Stably unactivated neurons in ReLU neural networks
Natalie Brownlowe, Christopher R. Cornwell, Ethan Montes, Gabriel Quijano, Grace Stulman, Na Zhang
TL;DR
This work analyzes how architecture and random symmetric initialization affect the expressiveness of ReLU networks by studying stably unactivated neurons, i.e., hidden neurons whose activations remain zero under small parameter perturbations.

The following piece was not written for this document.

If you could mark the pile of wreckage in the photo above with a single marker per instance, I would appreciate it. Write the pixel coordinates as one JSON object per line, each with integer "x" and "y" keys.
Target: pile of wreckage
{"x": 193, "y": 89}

Using the geometry of hyperplane arrangements induced by the first layer, the authors derive exact probabilities for a second-layer neuron to be stably unactivated: $\frac{1}{2^{n_1+1}}$ when $n_1\le n_0$, and $\frac{2^{n_0}+1}{4^{n_0+1}}$ when $n_1=n_0+1$. They further propose a conjecture for the case $n_1>n_0+1$, supported by computational evidence, and outline a broader conjectural picture for large $n_1$ with a lower bound on the probability in terms of $n_0$. These results connect stochastic initialization with the deterministic geometry of hyperplane partitions to quantify how dead or stably inactive neurons constrain the functional dimension and expressiveness of neural networks.
Abstract
The choice of architecture of a neural network influences which functions will be realizable by that neural network and, as a result, studying the expressiveness of a chosen architecture has received much attention. In ReLU neural networks, the presence of stably unactivated neurons can reduce the network's expressiveness. In this work, we investigate the probability of a neuron in the second hidden layer of such neural networks being stably unactivated when the weights and biases are initialized from symmetric probability distributions. For networks with input dimension $n_0$, we prove that if the first hidden layer has $n_0+1$ neurons then this probability is exactly $\frac{2^{n_0}+1}{4^{n_0+1}}$, and if the first hidden layer has $n_1$ neurons, $n_1 \le n_0$, then the probability is $\frac{1}{2^{n_1+1}}$. Finally, for the case when the first hidden layer has more neurons than $n_0+1$, a conjecture is proposed along with the rationale. Computational evidence is presented to support the conjecture.